Part 2 – Spaced practice
Besides revisiting each Threshold Concept and Big Idea multiple times throughout the semester, we recognized the need to space the learning and attempt to match the theoretically optimal intervals (3) as much as possible. As such we have timetabled weeks in the SoW throughout the course to recap prior learning in preparation for topics that require a foundation of understanding.
As suggested by the research, the spacing intervals reduce as the time until the final exams reduces. This means that in Year 9 the intervals are around six weeks and in Year 10 these are three to four week intervals. During Year 11 they begin as three to four week intervals and reduce down to two weeks and one week in the final month before the exam.
Part 3 – Spacing Homework
Evidence summarized by the Education Endowment Foundation (4) suggests that homework is extremely beneficial for older children to progress. Knowing that homework is an evidentially sound strategy, we decided to bring it in line with our spaced teaching schedule.

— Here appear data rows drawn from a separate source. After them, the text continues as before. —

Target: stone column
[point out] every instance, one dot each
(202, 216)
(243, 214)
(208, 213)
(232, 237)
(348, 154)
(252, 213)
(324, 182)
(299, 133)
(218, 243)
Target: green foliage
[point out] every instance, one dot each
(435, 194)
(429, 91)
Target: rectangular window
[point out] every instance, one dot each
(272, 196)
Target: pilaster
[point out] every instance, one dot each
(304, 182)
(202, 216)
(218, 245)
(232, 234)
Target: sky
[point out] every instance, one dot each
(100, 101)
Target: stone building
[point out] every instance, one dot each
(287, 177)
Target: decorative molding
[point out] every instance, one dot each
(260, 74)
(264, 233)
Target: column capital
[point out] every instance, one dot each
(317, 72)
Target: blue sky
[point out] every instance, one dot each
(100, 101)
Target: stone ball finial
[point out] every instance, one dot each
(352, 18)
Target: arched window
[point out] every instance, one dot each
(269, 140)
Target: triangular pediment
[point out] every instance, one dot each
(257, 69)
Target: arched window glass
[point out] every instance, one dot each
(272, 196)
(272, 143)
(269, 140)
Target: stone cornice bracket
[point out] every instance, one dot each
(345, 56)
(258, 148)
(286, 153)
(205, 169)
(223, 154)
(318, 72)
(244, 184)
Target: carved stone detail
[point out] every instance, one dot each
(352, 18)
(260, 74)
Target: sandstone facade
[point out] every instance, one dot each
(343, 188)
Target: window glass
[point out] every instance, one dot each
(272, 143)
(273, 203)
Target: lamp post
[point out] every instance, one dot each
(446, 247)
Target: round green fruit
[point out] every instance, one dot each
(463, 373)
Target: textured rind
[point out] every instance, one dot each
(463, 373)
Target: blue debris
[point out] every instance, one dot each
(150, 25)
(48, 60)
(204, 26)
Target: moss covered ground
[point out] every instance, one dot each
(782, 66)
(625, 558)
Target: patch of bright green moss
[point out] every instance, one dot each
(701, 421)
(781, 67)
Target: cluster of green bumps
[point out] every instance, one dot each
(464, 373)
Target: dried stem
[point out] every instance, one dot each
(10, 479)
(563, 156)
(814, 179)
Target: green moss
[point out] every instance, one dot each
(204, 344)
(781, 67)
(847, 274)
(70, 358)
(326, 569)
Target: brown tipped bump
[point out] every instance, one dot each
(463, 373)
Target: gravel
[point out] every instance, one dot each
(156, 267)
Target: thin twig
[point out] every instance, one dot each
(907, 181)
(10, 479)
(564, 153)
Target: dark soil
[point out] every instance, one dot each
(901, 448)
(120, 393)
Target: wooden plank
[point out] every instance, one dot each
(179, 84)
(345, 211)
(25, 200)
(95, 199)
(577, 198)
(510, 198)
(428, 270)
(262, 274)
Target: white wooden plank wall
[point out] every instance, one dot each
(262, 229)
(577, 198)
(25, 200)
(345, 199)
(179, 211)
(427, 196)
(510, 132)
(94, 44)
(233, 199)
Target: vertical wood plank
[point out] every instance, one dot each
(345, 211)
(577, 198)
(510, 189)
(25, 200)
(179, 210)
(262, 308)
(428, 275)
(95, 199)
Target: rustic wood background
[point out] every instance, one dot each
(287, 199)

By running our homework schedule approximately five weeks behind our teaching schedule we have done more than just plan to aid retention through spacing. During the initial five weeks of each academic year – prior to homework being set on the new content – we have the opportunity to provide homework that recaps learning that will have been forgotten over the summer break. At the beginning of the secondary school journey (Year 7) we can recap learning from primary school and help demonstrate the link between the primary and secondary curriculum.
In our context, we have struggled to engage a significant number of students in large and challenging homework. As such, our new homework strategy provides a small number of simple questions that will take the students between 10 and 20 minutes to complete. This introduces the testing effect, or retrieval practice – low stakes test at regular intervals (5).

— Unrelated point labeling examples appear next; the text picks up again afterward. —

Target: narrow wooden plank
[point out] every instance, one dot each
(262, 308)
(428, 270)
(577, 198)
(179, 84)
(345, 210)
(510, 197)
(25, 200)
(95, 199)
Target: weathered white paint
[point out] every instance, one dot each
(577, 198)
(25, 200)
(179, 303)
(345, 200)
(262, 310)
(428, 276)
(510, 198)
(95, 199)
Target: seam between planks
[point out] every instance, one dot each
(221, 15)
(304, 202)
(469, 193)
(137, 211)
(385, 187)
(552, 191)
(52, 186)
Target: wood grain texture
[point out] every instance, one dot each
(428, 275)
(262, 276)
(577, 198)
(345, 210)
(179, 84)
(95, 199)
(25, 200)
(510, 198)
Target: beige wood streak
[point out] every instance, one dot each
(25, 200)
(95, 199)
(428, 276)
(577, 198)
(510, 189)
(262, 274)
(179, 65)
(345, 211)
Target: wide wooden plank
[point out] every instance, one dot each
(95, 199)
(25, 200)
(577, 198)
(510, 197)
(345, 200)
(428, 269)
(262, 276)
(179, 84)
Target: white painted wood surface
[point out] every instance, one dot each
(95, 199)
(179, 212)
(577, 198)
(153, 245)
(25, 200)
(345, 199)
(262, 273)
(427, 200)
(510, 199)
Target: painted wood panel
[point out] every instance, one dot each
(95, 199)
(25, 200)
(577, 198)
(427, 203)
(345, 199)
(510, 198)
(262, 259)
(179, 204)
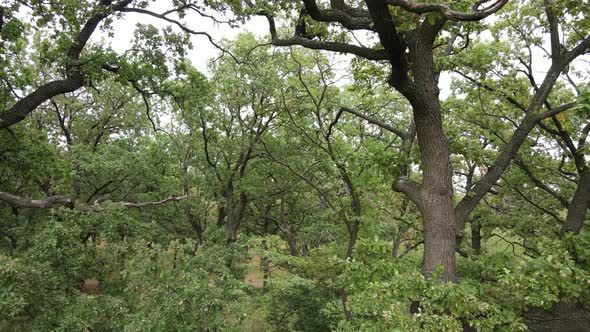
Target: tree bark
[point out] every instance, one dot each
(578, 208)
(476, 236)
(436, 191)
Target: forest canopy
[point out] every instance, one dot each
(379, 165)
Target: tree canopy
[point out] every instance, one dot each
(435, 177)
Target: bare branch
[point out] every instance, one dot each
(376, 122)
(26, 202)
(447, 12)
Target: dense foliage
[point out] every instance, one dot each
(281, 192)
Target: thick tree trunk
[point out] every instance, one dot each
(436, 190)
(578, 208)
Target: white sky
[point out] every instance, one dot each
(202, 50)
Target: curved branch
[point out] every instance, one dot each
(447, 12)
(410, 188)
(362, 22)
(376, 122)
(26, 202)
(75, 78)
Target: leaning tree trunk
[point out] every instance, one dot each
(576, 213)
(352, 227)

It was clear to us from looking at the retention curve (6), (7), that most of the forgetting takes place within or just after the lesson, so we felt that it was important to address this alongside attempting to solve the problem of long-term retention.
This is by far the most challenging part of the plan as it involves a large number of teachers and relies on being able to “sell” these ideas to them. Despite the firm scientific background to these ideas, the challenge in education is shaking people out of the attitude that the correct approach is the approach that we have always taken. In addition, we will face the barriers of cognitive dissonance (whereby we resist processing information that conflicts with our beliefs, (8)), hence we cannot just proscribe a new style of teaching.
The first item of training that we are planning is to raise awareness of the limits of working memory and cognitive overload (9). Through this we are hoping to reduce the instances of lessons that contain too much content at the expense of retention. We have experienced the effects of this when catering for a conflicting requirement… pace. There was a lesson that was taught for an observation that had a higher than usual pace; the judgement was very positive, yet this was the one lesson that the students failed to recall nearly anything on when it came to revision.
Another strategy that we are implementing is a lesson framework that we aim to use once or twice a fortnight. This involves teaching new content, but breaking the lesson time up with short quizzes that recap content from the previous lesson, a few weeks ago and from further back in the course. We have combined one of these quizzes with the need to develop general scientific skills in our students over time.
The final aspect of our plan is the constant review and evolution to reflect evidence and attainment of our students. This emphasizes the importance of taking teacher experience into account with any new strategy alongside theory and effect size from randomized controlled trials.
References:
(1) Meyer, J. H. & Land, R. (2006). Overcoming Barriers to Student Understanding: Threshold Concepts and Troublesome Knowledge. New York: Routledge.
(2) Cepeda, N. J., Vul, E., Rohrer, D., Wixted, J. T., & Pashler, H. (2008). Spacing effects in learning: A temporal ridgeline of optimal retention. Psychological Science, 19, 1095-1102.
(3) Rohrer, D. (2012). Interleaving helps students distinguish among similar concepts. Educational Psychology Review, 24, 355-367.
(4) Educational Endowment Foundation, 2017. Homework (Secondary). Retrieved from https://educationendowmentfoundation.org.uk/resources/teaching-learning-toolkit/homework-secondary/
(5) Roediger III, H. L., & Karpicke, J. D. (2006). Test-enhanced learning: Taking memory tests improves long-term retention. Psychological Science, 17, 249-255.
(6) Murre, J. M., & Dros, J. (2015). Replication and analysis of Ebbinghaus’ forgetting curve. PloS one, 10, e0120644.
(7) Custers, E. J. (2010). Long-term retention of basic science knowledge: a review study. Advances in Health Sciences Education, 15, 109-128.
(8) Wicklund, R. A., & Brehm, J. W. (2013). Perspectives on Cognitive Dissonance. Psychology Press.
(9) Kirschner, P. (2002). Cognitive load theory: Implications of cognitive load theory on the design of learning. Learning and Instruction, 12, 1-10.